Giovanni unlocked the door for them, received orders for the next day, and they went up the stairs together in silence. And as they went up all the womanhood in Dora—and there was much of it, and it was all sweet and good—rose, flooding for the time the bitter gray mud flats that had appeared. And at the top of the stairs she turned to him.
“Oh, Claude,” she said, “we’re not quarrelling, are we?”
“Takes two to make a quarrel,” he said, “and I’m not one. But I want to say something yet, and I think you’d better hear it. I ask you to, in fact.”
She unpinned her hat, and led the way to the end of the big sala that overlooked the canal. She sat down in her accustomed chair, flinging the window open, for the night was very hot.
“Say it then,” she said.
Again Claude’s head went back: he felt perfectly certain he was right.
“Well, it’s just this. You’ve told me not to choose my words, so I won’t bother to do so. You haven’t felt right toward the pater and mater all this time here. When he wanted to go and see a factory, you wondered at him—and, yes, you despised him a bit for it. When he admired some picture you didn’t think much of, you wondered again. Now, he never wondered at you.

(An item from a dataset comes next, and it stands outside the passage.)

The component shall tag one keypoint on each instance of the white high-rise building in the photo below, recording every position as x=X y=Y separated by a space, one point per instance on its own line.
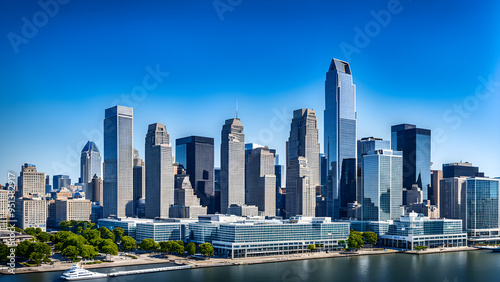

If you wanted to sit half an hour before some adoring Doge, he never wondered, any more than I wonder, for there are lots of people in the world, and they’ve got their different tastes and every right to them. But he only said to himself: ‘Gosh, there’s something there, and she’s right, only I don’t know what it is she’s looking at.’ He never thought you wanting in perception because you didn’t admire the iron in the fish market. He only thought to himself, ‘Let’s go and see something this afternoon that Dora does like.’ How often has he gone to the National Gallery in London? Never, you bet: he doesn’t know a picture from a statue. And how often has he gone to look at some mouldy old Titian here, because you thought it worth a look? Well, isn’t that anything? It’s no use you and me not saying things straight out, and so I say it straight out. He’s been boring himself fit to burst over your Botticellis, and been trying to admire them, saying this was the biggest picture he’d ever seen, and this was the smallest. And yet dear old Dad wasn’t boring himself, because he was with you, and trying to take an interest in what you showed him. Well then, I ask you!”
There, close in front of her, was the beautiful face, the beautiful mouth which she loved, saying things which, as far as they went, her essential nature entirely approved. But at the moment his beauty did not move her. And the account he had given was correct: she had been having on her nerves the fact that Mr. Osborne took more pleasure in the steamboats than in San Rocco, in the fish market than in the Frati. He might be right: she might be right, but in any case the attitudes were incompatible. And Claude at the moment clearly took up the attitude that was incompatible with hers. There was much more, too, he did not see: he did not see that indifference on Dora’s part did not destroy his father’s pleasure in the speed of the steamboats, whereas his artistic criticisms blackened her pictures for her.
And then, womanlike again, she knew only that Claude was her man, that he was beautiful, that he loved her....
“I dare say I am quite wrong,” she said. “I dare say you are quite right. Shall we leave it, then, darling? I will try—I will try to do better. I am sorry.”